Since then, I have been writing up a storm. I’m consumed with trying to get the novel out of my soul and down in print. Every day since late October, I write. Sometimes, only a few thousands of words get written down but often, I get ten thousand or more out. I’ve haven’t checked recently, but I think I’m over 100k words right now and still going.
It’s wonderful to have the stream back. My live-in girlfriend is at times upset with me as I bury myself in my office and write. In the afternoons and evenings, I’ll sit with her. She controls the TV remote while I pick up my laptop and write. She understands but still feels ignored. It’s a delicate balance but the consuming need to express myself outweighs the need to help her feel comfortable. Later that evening, I will put the laptop down and fully dedicate my time to her.
So, I hope to have this new novel out by the end of the year, but we’ll see. It will need severe editing, as I don’t trust my mind right now to keep all of the characters and timings straight. Automatic spell and grammar checking are fantastic, but there are many things they cannot catch.
One thing I have noticed as I write, sometimes I’ll think of a word I intend to write only to look up at the screen and see an entirely different word. Huh? How did I think ‘dog’ and write ‘dolphin’ or ‘plane?’ Yes, it happens, and I can’t seem to correct it. Perhaps my physical therapy which starts next week will help with that. Frankly, I think just writing will ultimately solve that. I just hope that I don’t pass on an incongruous thought to you in my writing. And if I do, I trust that you’ll forgive me.

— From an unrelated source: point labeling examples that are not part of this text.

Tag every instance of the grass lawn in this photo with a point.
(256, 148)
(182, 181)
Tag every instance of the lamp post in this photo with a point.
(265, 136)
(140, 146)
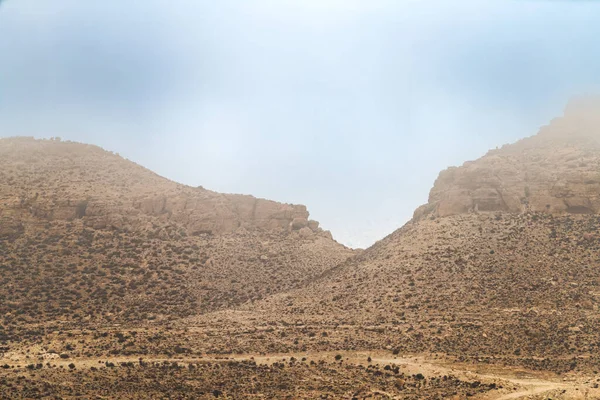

I had fun looking for images related to my issues. I hope you like the ones I chose, as well as the sexy bonus pic you will get if you share this post via Twitter.
Right now, I need to get back to my novel. Parts of it are still up there in that noggin of mine, demanding a release from its captivity inside my skull. You’ll forgive me if I stop now and return to my novel.
This is Richard Verry, writing to you from my home office. Thanks for caring. I appreciate all of the kind words people have sent to me over these past several months.